Au delà des graffitis « Il est l’heure de destituer le gouvernement » et des slogans « Paris debout soulève toi », j’ai voulu explorer leurs théories plus en profondeur, quitte à en souligner les points aveugles et les limites. Le sociologue à l’Université Lille 3 et co-animateur de la revue Contretemps, Ugo Palheta était l’homme de la situation. Son papier « L’insurrection qui revient. Les influences visibles du Comité invisible », paru dans le dernier numéro de la Revue du Crieur, propose une lecture bienveillante mais critique de ces écrits, mettant le doigt sur les impensés problématiques de leur critique du capitalisme et de leur conception du communisme. On retrouve là des éléments de la discussion entre Eric Hazan et Frédéric Lordon autour de Premières mesures révolutionnaires sur le pouvoir et l’Etat. Avec une analyse nourrie des enseignements de Parti et stratégie de Daniel Bensaïd, dont il vient de rédiger avec Julien Salingue une excellente postface, Ugo Palheta invite à un certain dégrisement — salutaire — qui n’ôte pas pour autant l’envie de prendre la rue.
Laura RAIM
Quelques liens et références bibliographiques :
D. Bensaïd, Ugo Palheta et J. Salingue, Stratégie et parti, Prairies ordinaires, 2016
Marcello Tari, Autonomie ! Italie, les années 70, La Fabrique, 2011
Daniel Guérin, Front Populaire, révolution manquée, Agone, 2013
Nicolas Poulantzas, L’Etat, le pouvoir et le socialisme, Les Prairies ordinaires, 2013
Julien Coupat: «La loi travail est l’affront qui fait monter au front»

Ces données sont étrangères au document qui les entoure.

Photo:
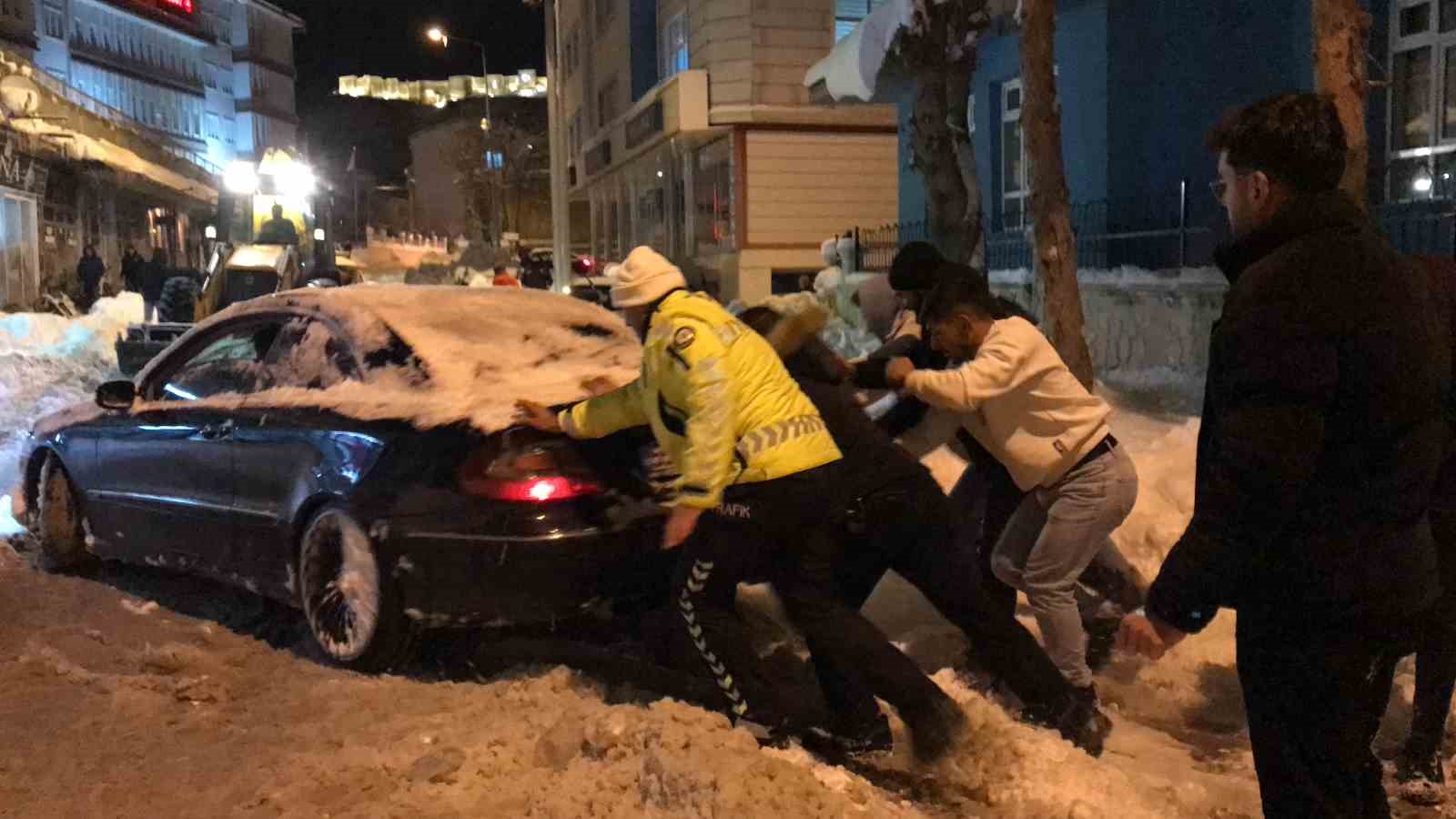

Tiqqun, Théorie du Bloom, La Fabrique, 1999
Eric Hazan, Kamo, Premières mesures révolutionnaires, La Fabrique, 2013
Vandalisme, épigraphie Les meilleurs graffitis du mouvement contre la Loi Travail
Car « révolution » n’est pas un mot dans nos bouches, mais un feu dans notre cœur
3 réponses à “La face cachée du Comité invisible”
Qui aime bien châtie bien ! Une bien belle émission.
Bonjour,
Juste une ou deux remarques spontanées:1) J’ai l’impression que tous ces penseurs et activistes considèrent qu’il n’existe qu’une classe. Celle qui domine. Ils en critiquent l’ hegemon culturel, en critiquent le salariat comme compromission ultime. C’est oublié une des deux classes: la notre. Et c’est oublier une seconde chose plus importante: elle a été révolutionnaire. Ce qui rejoint la discussion sur la Démocratie et sur un certain mépris de classe. La Démocratie est probablement un des outils le plus puissant que nous pourrions ériger contre l’oligarchie et les structures du capital. (Cf Chouard)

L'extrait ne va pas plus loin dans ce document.